GBPUSD: Struggling to Maintain Momentum
Monday’s GBPUSD rally, coinciding with the US inauguration holiday, proved short-lived. The underlying technical picture remains largely unchanged. With the Bank of England projected to implement deeper rate cuts than the Fed this year, coupled with persistent concerns about the UK’s budget deficit and growth prospects, the fundamental outlook suggests further potential downside for GBPUSD.
While $1.21 continues to act as support, the recent test of the 38.2% monthly Fibonacci retracement near $1.233 appears to have failed. Neither the stochastic oscillator nor Average True Range (ATR) offer clear directional signals.
The next significant support level lies around $1.20. However, reaching this level before the upcoming Federal Reserve meeting likely requires a substantial surge in selling volume. Upcoming British consumer confidence data and flash PMI figures will be closely watched by GBPUSD traders.

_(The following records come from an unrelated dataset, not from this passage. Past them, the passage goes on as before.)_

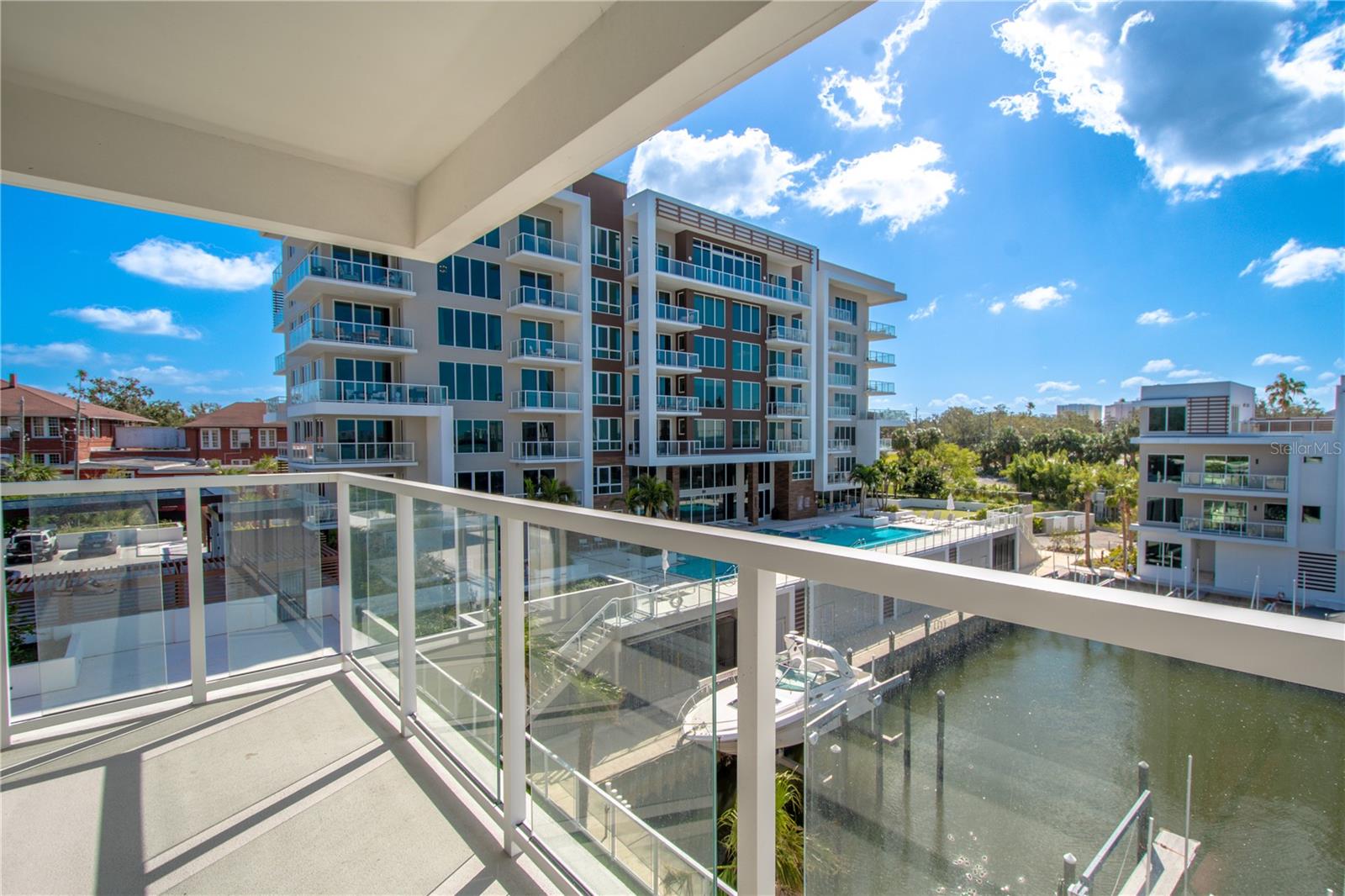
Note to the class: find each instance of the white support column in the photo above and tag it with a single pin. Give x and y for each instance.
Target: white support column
(195, 595)
(407, 609)
(513, 689)
(345, 599)
(757, 730)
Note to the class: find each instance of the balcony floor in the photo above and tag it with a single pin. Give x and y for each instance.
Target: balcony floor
(300, 788)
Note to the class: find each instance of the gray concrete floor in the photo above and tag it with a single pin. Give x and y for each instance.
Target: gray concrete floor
(300, 788)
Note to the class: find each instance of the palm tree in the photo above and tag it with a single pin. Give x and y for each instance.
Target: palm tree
(549, 492)
(650, 497)
(789, 835)
(1281, 393)
(868, 478)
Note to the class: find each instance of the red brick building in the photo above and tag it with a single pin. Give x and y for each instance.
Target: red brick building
(235, 435)
(47, 424)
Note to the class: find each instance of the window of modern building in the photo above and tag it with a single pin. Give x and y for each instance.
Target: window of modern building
(470, 329)
(746, 356)
(479, 436)
(470, 277)
(472, 382)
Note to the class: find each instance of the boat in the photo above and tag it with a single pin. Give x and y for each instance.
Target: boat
(811, 680)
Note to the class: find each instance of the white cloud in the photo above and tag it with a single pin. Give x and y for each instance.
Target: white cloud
(1295, 262)
(899, 186)
(927, 311)
(151, 322)
(1271, 358)
(1026, 105)
(1161, 318)
(1042, 298)
(735, 174)
(1251, 94)
(47, 354)
(183, 264)
(873, 101)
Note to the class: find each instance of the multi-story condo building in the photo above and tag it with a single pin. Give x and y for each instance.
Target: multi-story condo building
(593, 338)
(1237, 503)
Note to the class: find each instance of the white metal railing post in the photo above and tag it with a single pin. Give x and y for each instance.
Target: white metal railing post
(195, 593)
(757, 730)
(513, 688)
(407, 609)
(345, 599)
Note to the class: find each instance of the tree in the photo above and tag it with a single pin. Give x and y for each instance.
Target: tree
(549, 492)
(650, 497)
(1282, 392)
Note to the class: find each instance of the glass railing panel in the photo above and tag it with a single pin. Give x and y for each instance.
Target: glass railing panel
(620, 640)
(268, 603)
(457, 635)
(96, 589)
(1033, 751)
(373, 567)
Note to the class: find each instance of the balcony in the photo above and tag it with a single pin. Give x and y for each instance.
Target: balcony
(353, 454)
(537, 452)
(1203, 481)
(320, 335)
(562, 403)
(880, 329)
(667, 360)
(542, 252)
(771, 293)
(786, 336)
(544, 351)
(544, 303)
(669, 405)
(786, 373)
(786, 409)
(264, 704)
(881, 360)
(323, 276)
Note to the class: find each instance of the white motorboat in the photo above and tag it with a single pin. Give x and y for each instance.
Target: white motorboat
(810, 680)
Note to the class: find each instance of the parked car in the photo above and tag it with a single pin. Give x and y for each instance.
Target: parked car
(31, 546)
(96, 544)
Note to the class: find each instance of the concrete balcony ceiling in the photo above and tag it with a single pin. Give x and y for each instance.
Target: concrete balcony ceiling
(349, 123)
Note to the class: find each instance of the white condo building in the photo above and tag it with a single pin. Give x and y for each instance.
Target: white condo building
(1237, 503)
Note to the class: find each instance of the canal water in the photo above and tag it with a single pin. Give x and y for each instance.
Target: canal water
(1042, 739)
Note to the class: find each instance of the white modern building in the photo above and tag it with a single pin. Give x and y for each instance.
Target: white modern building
(1235, 503)
(592, 336)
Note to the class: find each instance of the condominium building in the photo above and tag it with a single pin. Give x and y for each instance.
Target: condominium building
(593, 338)
(1235, 503)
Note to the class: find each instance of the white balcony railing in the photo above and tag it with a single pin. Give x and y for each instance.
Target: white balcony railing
(373, 620)
(1242, 482)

EURGBP: Assessing Upward Momentum
The recent robust gains in EURGBP warrant scrutiny, particularly considering monetary policy. The current 1.75% interest rate differential favoring the pound is unlikely to narrow by more than 0.2-0.3% this year. However, negative sentiment towards the pound has intensified due to rising government borrowing, declining inflation, and stagnant Q3 economic growth.

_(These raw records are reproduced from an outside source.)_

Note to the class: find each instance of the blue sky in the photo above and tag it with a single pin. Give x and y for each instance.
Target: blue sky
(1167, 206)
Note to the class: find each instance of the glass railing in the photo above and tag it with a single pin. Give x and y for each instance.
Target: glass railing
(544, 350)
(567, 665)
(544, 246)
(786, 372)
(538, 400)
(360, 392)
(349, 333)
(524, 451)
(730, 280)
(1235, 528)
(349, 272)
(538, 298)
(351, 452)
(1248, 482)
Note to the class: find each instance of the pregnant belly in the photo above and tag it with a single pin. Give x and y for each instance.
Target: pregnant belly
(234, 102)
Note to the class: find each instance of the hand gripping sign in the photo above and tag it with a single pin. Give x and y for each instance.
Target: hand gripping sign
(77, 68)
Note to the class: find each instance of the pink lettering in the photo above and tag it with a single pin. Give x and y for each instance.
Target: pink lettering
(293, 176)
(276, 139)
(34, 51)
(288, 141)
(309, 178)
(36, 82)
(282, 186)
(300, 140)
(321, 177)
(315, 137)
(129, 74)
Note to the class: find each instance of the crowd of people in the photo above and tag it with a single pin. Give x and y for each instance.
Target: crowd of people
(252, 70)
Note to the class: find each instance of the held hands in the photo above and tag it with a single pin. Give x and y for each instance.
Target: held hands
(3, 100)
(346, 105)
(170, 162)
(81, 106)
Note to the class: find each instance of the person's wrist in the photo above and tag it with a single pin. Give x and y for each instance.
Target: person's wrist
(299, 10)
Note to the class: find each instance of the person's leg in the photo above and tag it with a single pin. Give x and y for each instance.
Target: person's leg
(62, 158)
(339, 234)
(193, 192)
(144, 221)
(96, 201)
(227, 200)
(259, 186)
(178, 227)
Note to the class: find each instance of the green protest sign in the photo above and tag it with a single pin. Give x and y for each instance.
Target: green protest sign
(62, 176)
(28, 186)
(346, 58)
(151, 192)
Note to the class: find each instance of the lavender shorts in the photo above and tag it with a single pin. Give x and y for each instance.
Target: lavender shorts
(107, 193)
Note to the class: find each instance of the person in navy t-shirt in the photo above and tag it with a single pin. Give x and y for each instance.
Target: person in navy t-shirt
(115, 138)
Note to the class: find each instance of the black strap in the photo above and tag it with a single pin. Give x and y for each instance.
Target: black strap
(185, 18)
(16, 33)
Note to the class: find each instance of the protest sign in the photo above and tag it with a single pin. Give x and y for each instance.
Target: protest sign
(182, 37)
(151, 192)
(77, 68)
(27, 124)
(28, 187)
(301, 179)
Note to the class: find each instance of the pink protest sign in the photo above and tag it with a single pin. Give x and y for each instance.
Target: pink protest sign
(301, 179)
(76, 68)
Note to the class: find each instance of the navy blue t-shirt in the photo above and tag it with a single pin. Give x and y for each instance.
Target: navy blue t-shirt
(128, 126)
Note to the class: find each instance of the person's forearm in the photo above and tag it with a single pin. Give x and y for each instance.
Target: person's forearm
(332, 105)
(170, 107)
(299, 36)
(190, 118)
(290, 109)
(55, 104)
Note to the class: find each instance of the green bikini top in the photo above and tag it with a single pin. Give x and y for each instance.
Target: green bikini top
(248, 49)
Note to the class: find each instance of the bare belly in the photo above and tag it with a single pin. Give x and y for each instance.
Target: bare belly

EURGBP’s surge of over 1.5 pence in just two weeks is noteworthy. The 84.5p level, representing the late October high, now appears to function as resistance, evidenced by several prominent upper wicks. The 23.6% monthly Fibonacci retracement sits considerably higher at around 89p. A breakout above current resistance could potentially target last summer’s highs around 85.5p or slightly higher.
The significance of the 200-day Simple Moving Average (SMA) and the 38.2% Fibonacci retracement as support levels remains uncertain, given their prior failure to provide substantial resistance. The upcoming European Central Bank (ECB) press conference and preliminary eurozone inflation data will be crucial in shaping EURGBP’s trajectory.
Conclusion
Recent UK economic data presents a mixed picture, characterized by surprising declines in inflation and GDP, a strong jobs report, but overshadowed by concerns about public borrowing. These factors contribute to a cautious market sentiment. Technical analysis suggests potential further downside for GBPUSD, while EURGBP’s upward momentum faces challenges. Upcoming economic releases and central bank announcements will be critical in determining the future direction of these currency pairs. Hyperloop Capital Insights will continue to monitor these developments and provide timely analysis.